Vaudroz René · Nationalrat · 2003-03-06
Vaudroz René · Nationalrat · Waadt · Freisinnig-demokratische Fraktion · 2003-03-06
Wortprotokoll
Depuis 1995, les chiffres indiquent que l'alcool est la cause probable de 20 pour cent environ des accidents mortels. Ces faits ne peuvent laisser personne indifférent. Je viens d'un canton viticole, je gagne ma vie avec le tourisme et je me rallie au compromis du Conseil fédéral et du Conseil des Etats d'abaisser de 0,8 à 0,5 pour mille le taux d'alcoolémie, et ceci pour différentes raisons.
En tant que vice-président de Swiss Olympic, je représente une association qui se bat contre toutes les drogues: produits dopants, fumée, drogues douces et dures, et aussi l'alcool. Il faut rester logique, savoir donner un signe. Il est évident qu'une disposition qui, à nombre égal de contrôles, met davantage de conducteurs en infraction, aura un effet préventif. Elle sensibilisera la population au fait que si l'on boit de l'alcool au-delà d'un certain seuil alors que l'on devrait prendre le volant par la suite, cela implique de prendre certaines dispositions pour ne pas faire de mal, non seulement à autrui, mais aussi à soi-même.
Je pense que l'abaissement du taux avec un seuil différencié entre 0,5 et 0,8 pour mille est raisonnable. Le degré d'ébriété aura une incidence directe sur les sanctions encourues. Un taux d'alcoolémie entre 0,5 et 0,79 pour mille ne devrait pas être considéré comme un délit qualifié, le conducteur incriminé s'en tirant avec un avertissement.

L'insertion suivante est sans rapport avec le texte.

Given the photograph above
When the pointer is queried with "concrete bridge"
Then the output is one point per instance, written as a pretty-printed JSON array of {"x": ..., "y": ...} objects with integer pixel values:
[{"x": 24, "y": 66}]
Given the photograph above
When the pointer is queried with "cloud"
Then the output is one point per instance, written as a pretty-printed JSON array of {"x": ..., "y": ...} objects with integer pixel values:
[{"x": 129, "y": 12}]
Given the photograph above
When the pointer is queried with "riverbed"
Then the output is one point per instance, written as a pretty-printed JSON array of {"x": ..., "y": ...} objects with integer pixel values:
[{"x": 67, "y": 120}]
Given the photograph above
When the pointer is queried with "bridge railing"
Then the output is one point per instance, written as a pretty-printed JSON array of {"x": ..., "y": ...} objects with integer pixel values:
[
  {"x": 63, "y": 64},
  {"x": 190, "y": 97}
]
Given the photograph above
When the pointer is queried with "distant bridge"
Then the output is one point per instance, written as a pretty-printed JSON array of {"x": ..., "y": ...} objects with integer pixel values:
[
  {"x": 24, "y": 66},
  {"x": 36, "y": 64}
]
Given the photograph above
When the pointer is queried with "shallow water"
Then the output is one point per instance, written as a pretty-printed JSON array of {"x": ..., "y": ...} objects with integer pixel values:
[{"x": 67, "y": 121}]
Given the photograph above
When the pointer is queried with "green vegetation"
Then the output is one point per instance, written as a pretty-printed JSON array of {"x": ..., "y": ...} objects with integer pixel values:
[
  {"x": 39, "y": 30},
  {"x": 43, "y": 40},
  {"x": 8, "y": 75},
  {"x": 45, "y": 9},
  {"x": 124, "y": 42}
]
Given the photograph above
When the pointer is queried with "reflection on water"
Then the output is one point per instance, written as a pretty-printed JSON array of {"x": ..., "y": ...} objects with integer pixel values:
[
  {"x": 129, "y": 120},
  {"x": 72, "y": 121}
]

Par contre, conduire avec un taux d'alcoolémie de 0,8 pour mille ou plus serait sanctionné plus sévèrement: retrait de permis durant au moins trois mois, le conducteur risquant en outre l'emprisonnement ou l'amende.
La plupart des pays européens - à l'exception de l'Italie, de la Grande-Bretagne, de l'Irlande et du Luxembourg - ont fixé la barre à 0,5 pour mille ou à moins. Les enquêtes effectuées au sein de l'Union européenne permettent de constater que, si l'abaissement du taux limite s'accompagne de mesures concrètes de contrôle, les conducteurs se mettent plus rarement au volant après avoir consommé de l'alcool. Il faut aussi avoir à l'esprit le fait que l'influence de la consommation d'alcool sur la capacité de conduire est particulièrement marquée lorsque surviennent des situations particulières: obstacles surgissant de manière imprévisible, tronçons de route inconnus et sinueux, mauvais comportement d'un autre conducteur.
Pour conclure, je dirai qu'il n'est pas question ici d'interdire à qui que ce soit de boire un verre ou plus, mais qu'il s'agit bien de faire prendre conscience qu'au-delà d'une certaine quantité d'alcool ingurgitée, nos comportements sont modifiés et qu'il est nécessaire, pour tous ceux qui doivent prendre le volant, d'en tenir compte. C'est un signal que nous donnons pour plus de prudence et de responsabilité.
C'est aussi en consommant moins de vin étranger non qualifié, mais du vin suisse de qualité que nous soutenons le secteur vitivinicole helvétique. Et là, nous avons de nombreuses opportunités, dans des circonstances où nous ne prenons pas forcément le volant. A Berne, nous restons souvent sur place.
Pour toutes ces raisons, je vous invite à adopter la proposition de la commission.